俺が背負ったボストンバッグを見て、何かを察したらしい。気遣いが滲み出る声色で、声を掛ける。
「とりあえず、中に入って座りなよ」
「うん……っグス、ごめん、細木さん……っ」
細木史也に背中を軽く押されながら、レジの向こう側に行った。
レジに向かって右の突き当たりにある、スタッフオンリーと書いてある休憩室のドアを開く。細木史也は、キャスターが付いた背もたれ付きの椅子をカラカラと持ってきた。
背後の棚に煙草が陳列された前まで引いてくると、背もたれをポンと叩く。
いまいちどこを見てるか分からない細目を更に細めて、遠慮がちに笑った。
「ここ座って。コーヒー飲む?」
「……ん」
手の甲でぐしぐし涙を拭きながら、言われるがままに椅子に腰掛ける。膝の上にボストンバッグを乗せると、ぎゅっと抱き締めた。
これが俺の全財産。涼真と過ごした三年間で得た物は、たったこれだけ。
細木史也は、ポケットの財布から小銭を取り出して、レジを操作する。ホットコーヒー用のカップを取り出すと、レジの外に出てコーヒーメーカーの前に立った。
「砂糖とミルクいる?」
「……ミルク多め」
「了解、待ってて」
実はコーヒーはあまり得意じゃない。でも、ミルクを入れたらギリギリなんとか飲める。
涼真がコーヒー中毒だったから、嫌いって言えなかった。さも大好きですってフリして飲んでる内に、好きじゃないけど飲めるようになっていた。
子供って思われるのが嫌だったんだ。涼真は出会った時から大人の男だったから、俺は背伸びして追いつこうと必死だった。
……必死に取り繕った結果がこれだったけど。
細木史也はレジの内側に戻ってくると、俺にコーヒーを手渡す。煙草の陳列棚がある台にもたれるようにして腰掛けた。
「温まるよ」
「……ん。
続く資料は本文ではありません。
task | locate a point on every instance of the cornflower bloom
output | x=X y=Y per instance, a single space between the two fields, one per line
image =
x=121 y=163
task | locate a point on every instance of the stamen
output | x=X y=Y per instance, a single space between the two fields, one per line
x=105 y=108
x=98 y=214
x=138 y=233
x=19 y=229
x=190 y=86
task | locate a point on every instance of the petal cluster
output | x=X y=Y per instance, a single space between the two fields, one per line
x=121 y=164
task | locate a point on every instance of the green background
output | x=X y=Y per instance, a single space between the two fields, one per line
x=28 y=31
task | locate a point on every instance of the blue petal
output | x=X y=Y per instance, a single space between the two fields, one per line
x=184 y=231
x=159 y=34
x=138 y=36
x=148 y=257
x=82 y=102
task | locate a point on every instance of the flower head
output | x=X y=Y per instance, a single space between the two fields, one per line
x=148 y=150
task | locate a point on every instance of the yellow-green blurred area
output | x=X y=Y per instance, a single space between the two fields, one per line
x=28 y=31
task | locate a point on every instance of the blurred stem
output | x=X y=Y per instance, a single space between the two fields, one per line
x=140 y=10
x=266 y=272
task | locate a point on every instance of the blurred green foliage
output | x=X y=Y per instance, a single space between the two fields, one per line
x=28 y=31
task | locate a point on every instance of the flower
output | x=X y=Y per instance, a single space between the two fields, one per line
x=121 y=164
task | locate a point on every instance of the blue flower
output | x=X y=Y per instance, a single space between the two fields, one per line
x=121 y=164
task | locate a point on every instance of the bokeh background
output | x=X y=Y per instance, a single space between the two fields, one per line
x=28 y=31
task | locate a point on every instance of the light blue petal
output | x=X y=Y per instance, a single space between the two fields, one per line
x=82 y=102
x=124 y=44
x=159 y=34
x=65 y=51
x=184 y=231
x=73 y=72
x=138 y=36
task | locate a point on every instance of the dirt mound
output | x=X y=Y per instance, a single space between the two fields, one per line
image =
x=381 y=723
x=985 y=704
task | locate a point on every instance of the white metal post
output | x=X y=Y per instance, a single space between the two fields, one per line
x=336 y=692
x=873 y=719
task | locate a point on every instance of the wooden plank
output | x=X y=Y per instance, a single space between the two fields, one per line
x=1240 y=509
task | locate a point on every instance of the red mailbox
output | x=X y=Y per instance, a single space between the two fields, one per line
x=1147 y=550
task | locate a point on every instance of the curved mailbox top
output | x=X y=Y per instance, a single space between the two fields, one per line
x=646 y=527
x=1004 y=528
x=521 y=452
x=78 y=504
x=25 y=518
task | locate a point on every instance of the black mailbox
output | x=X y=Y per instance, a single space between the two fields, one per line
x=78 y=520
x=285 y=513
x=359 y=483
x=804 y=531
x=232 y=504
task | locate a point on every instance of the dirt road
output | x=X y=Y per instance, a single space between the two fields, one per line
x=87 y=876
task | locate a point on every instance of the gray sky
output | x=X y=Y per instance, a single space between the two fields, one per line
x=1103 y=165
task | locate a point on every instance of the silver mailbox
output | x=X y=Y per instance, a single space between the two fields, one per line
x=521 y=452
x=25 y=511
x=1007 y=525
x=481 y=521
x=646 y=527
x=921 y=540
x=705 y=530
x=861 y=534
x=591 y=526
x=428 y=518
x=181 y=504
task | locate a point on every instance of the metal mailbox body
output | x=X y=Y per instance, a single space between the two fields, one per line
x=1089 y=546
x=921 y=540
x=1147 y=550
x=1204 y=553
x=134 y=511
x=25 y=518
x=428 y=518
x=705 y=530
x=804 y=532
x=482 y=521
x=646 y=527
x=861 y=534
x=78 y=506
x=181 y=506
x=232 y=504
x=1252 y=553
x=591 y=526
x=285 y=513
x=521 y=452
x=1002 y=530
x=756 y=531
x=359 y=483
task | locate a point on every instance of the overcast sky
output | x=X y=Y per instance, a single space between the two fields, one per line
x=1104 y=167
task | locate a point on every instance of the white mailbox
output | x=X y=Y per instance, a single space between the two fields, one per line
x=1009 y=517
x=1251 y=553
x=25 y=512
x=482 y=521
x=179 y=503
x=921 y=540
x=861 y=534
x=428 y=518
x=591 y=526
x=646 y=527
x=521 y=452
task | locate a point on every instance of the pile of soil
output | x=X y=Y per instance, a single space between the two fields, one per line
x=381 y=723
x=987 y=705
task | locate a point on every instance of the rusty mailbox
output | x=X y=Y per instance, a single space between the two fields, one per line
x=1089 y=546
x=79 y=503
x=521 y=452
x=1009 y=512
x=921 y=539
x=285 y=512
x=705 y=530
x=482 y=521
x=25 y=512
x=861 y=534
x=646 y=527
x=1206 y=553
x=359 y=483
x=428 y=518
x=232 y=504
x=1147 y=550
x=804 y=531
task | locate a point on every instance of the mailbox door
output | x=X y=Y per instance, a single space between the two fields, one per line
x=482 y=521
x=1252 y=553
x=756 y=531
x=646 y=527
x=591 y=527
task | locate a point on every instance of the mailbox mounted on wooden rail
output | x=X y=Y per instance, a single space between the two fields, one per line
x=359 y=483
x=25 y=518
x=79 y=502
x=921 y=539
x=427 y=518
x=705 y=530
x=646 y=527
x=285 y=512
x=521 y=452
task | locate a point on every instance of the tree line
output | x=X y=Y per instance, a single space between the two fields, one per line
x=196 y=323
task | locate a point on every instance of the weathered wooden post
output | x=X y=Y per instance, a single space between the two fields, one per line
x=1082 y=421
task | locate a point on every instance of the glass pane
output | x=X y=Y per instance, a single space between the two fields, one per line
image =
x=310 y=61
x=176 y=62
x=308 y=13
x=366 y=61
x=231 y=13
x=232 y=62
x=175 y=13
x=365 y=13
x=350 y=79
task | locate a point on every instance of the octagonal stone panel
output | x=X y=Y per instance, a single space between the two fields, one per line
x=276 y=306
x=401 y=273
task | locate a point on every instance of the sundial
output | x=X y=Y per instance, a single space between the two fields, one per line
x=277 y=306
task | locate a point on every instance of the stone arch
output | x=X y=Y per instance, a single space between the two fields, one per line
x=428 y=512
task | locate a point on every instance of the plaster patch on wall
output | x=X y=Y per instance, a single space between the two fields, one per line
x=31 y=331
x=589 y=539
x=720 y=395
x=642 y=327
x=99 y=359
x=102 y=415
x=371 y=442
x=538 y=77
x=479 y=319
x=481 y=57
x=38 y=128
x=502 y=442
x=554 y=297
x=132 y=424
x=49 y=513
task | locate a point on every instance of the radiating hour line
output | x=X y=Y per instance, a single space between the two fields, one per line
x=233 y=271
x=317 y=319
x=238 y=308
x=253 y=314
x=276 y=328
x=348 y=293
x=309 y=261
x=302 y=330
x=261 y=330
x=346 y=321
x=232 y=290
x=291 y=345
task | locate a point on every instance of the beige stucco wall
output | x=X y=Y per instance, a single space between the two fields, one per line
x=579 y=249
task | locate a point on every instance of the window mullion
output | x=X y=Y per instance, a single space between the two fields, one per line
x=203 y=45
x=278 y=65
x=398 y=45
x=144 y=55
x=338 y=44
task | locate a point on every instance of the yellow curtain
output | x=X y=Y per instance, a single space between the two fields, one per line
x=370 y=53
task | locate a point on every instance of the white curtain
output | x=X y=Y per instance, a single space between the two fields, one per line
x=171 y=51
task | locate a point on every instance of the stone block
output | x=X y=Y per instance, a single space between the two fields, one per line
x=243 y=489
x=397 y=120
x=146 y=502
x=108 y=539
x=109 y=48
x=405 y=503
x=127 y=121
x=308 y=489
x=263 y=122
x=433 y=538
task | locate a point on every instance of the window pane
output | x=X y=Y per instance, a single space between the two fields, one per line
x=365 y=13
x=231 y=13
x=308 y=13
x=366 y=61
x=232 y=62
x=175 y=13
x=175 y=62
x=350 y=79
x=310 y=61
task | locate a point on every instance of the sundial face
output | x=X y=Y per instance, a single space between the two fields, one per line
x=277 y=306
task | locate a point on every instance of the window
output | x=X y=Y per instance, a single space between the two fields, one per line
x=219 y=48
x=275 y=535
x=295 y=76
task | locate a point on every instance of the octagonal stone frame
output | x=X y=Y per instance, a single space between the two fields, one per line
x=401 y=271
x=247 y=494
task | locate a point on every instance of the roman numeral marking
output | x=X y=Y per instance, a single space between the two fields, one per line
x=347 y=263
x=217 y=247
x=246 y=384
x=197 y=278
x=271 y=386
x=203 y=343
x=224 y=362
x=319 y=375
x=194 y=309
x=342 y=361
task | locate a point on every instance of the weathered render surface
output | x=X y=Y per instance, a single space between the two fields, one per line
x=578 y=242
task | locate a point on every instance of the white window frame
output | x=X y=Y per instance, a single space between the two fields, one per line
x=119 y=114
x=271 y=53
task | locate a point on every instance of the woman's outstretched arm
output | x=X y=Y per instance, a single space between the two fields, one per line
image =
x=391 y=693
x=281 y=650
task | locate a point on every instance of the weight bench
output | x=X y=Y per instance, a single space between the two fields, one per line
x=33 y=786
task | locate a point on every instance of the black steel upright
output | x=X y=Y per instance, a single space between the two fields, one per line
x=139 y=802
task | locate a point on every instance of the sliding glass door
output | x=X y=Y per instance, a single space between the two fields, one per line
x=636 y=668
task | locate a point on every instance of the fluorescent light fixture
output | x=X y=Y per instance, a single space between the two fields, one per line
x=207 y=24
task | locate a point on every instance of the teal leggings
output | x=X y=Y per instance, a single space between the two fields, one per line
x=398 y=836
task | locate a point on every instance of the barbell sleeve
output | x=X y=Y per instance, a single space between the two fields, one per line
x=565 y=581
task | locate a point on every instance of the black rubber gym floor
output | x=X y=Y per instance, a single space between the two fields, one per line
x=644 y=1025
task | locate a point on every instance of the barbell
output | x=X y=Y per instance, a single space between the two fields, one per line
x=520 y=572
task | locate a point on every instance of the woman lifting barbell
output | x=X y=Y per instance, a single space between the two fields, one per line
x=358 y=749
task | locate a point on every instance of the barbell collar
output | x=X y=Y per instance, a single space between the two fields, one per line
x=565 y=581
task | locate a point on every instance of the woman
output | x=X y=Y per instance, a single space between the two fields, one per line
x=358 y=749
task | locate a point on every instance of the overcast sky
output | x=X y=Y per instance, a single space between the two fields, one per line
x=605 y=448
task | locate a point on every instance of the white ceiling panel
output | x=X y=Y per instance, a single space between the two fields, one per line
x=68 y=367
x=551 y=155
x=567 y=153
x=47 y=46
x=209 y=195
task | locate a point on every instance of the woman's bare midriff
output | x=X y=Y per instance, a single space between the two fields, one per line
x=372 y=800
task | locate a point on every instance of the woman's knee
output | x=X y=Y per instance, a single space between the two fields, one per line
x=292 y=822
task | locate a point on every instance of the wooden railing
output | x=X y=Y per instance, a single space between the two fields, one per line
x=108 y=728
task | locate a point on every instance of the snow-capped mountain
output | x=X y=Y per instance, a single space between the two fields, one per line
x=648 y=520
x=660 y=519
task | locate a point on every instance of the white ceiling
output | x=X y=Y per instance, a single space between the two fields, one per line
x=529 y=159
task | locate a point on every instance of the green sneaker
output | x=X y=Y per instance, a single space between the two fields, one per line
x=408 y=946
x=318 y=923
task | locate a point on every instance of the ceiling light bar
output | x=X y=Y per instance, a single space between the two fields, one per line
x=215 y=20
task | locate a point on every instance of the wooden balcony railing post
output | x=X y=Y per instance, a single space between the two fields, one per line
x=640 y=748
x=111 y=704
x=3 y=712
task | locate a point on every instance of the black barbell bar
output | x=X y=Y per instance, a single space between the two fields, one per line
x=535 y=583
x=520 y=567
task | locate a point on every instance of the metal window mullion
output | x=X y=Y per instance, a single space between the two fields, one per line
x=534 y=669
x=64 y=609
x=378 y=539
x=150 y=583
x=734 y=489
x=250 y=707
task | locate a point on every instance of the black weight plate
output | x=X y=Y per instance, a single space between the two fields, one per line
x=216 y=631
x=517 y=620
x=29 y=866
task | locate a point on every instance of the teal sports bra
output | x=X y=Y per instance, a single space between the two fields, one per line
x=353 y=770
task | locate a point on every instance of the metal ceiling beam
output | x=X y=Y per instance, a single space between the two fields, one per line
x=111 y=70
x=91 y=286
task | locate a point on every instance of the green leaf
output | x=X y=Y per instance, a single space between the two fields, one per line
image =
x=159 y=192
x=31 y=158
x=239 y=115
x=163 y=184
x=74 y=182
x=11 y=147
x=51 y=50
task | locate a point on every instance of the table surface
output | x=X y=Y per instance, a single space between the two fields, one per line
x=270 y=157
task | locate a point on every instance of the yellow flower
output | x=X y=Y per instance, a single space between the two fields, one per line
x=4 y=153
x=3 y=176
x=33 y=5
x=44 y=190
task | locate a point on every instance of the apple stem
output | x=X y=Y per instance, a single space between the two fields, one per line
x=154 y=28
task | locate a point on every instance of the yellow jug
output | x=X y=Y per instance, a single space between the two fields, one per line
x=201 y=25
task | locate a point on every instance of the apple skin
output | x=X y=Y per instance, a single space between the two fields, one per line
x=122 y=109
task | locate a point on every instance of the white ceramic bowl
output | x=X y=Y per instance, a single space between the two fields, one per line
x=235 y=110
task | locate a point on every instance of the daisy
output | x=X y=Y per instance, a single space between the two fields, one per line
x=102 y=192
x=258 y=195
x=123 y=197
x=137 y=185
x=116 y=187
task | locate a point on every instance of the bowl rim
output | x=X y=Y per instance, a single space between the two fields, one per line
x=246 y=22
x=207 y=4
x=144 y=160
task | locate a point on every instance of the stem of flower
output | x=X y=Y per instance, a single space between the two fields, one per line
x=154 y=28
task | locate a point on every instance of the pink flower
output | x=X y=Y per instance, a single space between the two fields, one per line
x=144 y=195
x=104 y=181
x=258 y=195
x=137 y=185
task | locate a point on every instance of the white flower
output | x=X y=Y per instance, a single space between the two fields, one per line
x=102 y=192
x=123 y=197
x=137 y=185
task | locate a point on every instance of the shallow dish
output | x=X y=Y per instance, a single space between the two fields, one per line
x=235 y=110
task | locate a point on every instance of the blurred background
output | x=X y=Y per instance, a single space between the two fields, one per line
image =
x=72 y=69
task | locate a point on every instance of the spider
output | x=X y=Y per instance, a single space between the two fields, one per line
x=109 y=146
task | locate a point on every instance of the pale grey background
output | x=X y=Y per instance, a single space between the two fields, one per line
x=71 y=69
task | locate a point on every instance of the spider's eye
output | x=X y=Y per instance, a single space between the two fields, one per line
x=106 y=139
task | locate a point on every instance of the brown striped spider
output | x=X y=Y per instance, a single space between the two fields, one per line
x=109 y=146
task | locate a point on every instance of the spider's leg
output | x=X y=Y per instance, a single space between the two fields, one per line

ありがと」
細木史也は一七〇あるかないかギリギリの俺とは違い、多分一八〇は優に超えている。だから余計にひょろり感があるけど、その分腰の位置も高かった。同じ場所に俺が寄り掛ったら、尻の位置に来るだろう。
ずず、と湯気が立つコーヒーを啜っていると、細木史也の言う通り、身体が少しずつ温まってきた。
コンビニ内は客はひとりもいないから、俺たちが喋らなければBGMの腹立つほど軽快な音しか聞こえない。
時折鼻を啜りながらしつこく滲んでくる涙を袖で拭っていると、俺の様子をチラチラと覗っていた細木史也が聞いてきた。
「あの……言いたくなかったら言わなくてもいいけど、言いたかったら聞くよ?」
「……聞いてくれるのか?」
俺が余程意外そうな顔をしていたのか、細木史也はちょっと口を尖らせる。
「当たり前でしょ。仲間が泣いてるのに放っておけないよ」
「細木さん……男前じゃん」
鼻水とコーヒーを同時に啜りながら細木史也を褒めると、細木史也はエヘヘと頭を掻いた。
いい人なんだろうなあ。そう思う。
俺を裏切った涼真だって、特別悪い人間じゃなかったと思う。俺を連れ帰ってすぐに抱いたのはどうかと思うけど、その後俺をずっと養ってくれていたのは事実だし。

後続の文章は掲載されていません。